Giovanni Battista Cassevari
Giovanni Battista Cassevari (4 March 1789 – 11 June 1876) was an Italian painter in the neoclassical style.
Biography
He was born in Genoa, but his family moved to Livorno then Florence. As a boy, he attended the Academy of Fine Arts in Florence and studied under Pietro Benvenuti. After having taken part in the wars of 1813-14 under the Napoleonic armies. being present at the battle at Paris, he returned to Turin and Genoa, and in 1824 went to Florence and Rome.

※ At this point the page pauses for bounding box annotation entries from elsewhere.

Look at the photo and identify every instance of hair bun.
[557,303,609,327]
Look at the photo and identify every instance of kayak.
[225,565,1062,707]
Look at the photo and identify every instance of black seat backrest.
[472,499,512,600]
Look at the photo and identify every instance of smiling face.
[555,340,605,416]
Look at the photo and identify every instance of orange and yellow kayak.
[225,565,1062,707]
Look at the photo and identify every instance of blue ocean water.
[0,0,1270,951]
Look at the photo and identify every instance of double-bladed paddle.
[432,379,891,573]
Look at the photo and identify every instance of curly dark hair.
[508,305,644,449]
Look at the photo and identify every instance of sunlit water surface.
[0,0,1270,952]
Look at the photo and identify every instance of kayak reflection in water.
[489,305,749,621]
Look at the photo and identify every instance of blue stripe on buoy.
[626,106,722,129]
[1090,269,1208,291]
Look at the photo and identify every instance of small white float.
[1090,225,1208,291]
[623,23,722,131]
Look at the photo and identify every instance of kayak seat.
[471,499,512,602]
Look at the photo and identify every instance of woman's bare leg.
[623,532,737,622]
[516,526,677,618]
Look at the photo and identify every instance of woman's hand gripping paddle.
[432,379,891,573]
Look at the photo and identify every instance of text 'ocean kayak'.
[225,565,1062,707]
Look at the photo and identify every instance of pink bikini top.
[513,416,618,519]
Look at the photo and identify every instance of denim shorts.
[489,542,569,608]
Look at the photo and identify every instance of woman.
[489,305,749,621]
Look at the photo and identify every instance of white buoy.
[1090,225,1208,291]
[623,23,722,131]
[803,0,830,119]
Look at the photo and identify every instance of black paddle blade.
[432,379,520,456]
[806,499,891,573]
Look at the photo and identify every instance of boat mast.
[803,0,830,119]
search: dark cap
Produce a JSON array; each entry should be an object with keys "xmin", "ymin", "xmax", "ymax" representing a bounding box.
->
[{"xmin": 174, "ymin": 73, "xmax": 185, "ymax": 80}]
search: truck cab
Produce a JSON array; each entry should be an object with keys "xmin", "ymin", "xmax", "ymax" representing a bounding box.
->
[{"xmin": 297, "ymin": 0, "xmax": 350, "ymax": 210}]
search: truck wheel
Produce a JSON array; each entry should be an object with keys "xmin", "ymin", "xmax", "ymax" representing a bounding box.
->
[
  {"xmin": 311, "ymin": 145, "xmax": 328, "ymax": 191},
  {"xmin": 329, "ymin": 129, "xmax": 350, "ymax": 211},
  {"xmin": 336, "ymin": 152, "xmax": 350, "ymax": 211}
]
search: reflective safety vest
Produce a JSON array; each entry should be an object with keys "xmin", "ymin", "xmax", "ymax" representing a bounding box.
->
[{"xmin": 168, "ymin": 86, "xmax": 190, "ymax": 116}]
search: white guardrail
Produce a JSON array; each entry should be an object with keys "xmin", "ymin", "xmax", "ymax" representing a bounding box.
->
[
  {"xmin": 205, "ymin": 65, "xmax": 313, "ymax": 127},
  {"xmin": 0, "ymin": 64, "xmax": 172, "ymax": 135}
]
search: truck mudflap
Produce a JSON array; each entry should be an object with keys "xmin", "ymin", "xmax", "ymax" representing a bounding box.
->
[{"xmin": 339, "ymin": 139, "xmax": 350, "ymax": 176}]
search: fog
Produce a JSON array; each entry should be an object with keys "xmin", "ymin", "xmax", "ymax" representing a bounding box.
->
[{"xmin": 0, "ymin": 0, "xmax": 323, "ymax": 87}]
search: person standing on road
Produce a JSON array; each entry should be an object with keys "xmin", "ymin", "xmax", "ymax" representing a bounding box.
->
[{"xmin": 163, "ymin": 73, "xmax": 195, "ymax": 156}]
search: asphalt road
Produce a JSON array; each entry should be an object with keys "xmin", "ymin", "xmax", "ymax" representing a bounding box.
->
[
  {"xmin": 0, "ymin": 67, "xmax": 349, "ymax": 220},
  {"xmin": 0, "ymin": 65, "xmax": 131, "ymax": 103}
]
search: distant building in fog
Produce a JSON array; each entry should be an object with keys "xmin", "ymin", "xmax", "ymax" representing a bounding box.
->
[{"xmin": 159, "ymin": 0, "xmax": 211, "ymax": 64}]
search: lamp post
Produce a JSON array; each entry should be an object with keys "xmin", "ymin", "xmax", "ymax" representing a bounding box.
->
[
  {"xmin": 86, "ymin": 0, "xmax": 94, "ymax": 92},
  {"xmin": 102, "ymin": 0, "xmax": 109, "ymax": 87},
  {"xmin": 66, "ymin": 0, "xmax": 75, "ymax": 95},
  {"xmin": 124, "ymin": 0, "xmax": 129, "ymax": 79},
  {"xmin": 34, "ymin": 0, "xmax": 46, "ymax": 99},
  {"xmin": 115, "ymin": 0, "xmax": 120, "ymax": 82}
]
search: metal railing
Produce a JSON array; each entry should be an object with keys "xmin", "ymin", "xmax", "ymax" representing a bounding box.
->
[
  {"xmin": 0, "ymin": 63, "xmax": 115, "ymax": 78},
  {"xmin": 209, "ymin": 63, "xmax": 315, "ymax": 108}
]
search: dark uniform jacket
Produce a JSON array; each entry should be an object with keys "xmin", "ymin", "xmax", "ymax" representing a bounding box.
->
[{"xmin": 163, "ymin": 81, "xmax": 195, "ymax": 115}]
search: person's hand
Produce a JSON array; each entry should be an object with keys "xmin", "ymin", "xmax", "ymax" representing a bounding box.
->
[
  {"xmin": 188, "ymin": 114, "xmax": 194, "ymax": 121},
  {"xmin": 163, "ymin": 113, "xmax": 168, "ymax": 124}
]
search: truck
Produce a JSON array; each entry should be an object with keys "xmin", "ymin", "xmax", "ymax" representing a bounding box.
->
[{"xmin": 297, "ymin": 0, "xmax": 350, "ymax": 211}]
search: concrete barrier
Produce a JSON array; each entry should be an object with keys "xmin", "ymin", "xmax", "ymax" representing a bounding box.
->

He gained acclaim as an excellent painter of miniature portraits. In Rome, he befriended leaders of the Neoclassical trends: Camuccini, Thordwalsen, Tenerani, d'Azeglio, Monti, Bassi, and Missirini.
Returning to Florence, he was patronized by English travelers to the city. The portraits in oil afterwards executed by him there and later in England are painted in the style of the Italian and Dutch masters. Richard Buckner and Crispini (painter) were among his pupils. His son Raffaele Cassevari was a prominent engineer and architect.[1]
Cassevari painted a Madonna and Child for the church at Frosini. An engraving depicting Maria Teresa, Queen of Sardinia, is found in the Royal Collections of England.[2]
References
- ↑ Il Buonarroti, by Benvenuto Gasparoni and Enrico Narducci, short biography, page 369-373.
- ↑ Royal Collections.
- Bryan, Michael (1886). Robert Edmund Graves, ed. Dictionary of Painters and Engravers, Biographical and Critical (Volume I: A-K). York St. #4, Covent Garden, London; Original from Fogg Library, Digitized May 18, 2007: George Bell and Sons. p. 247.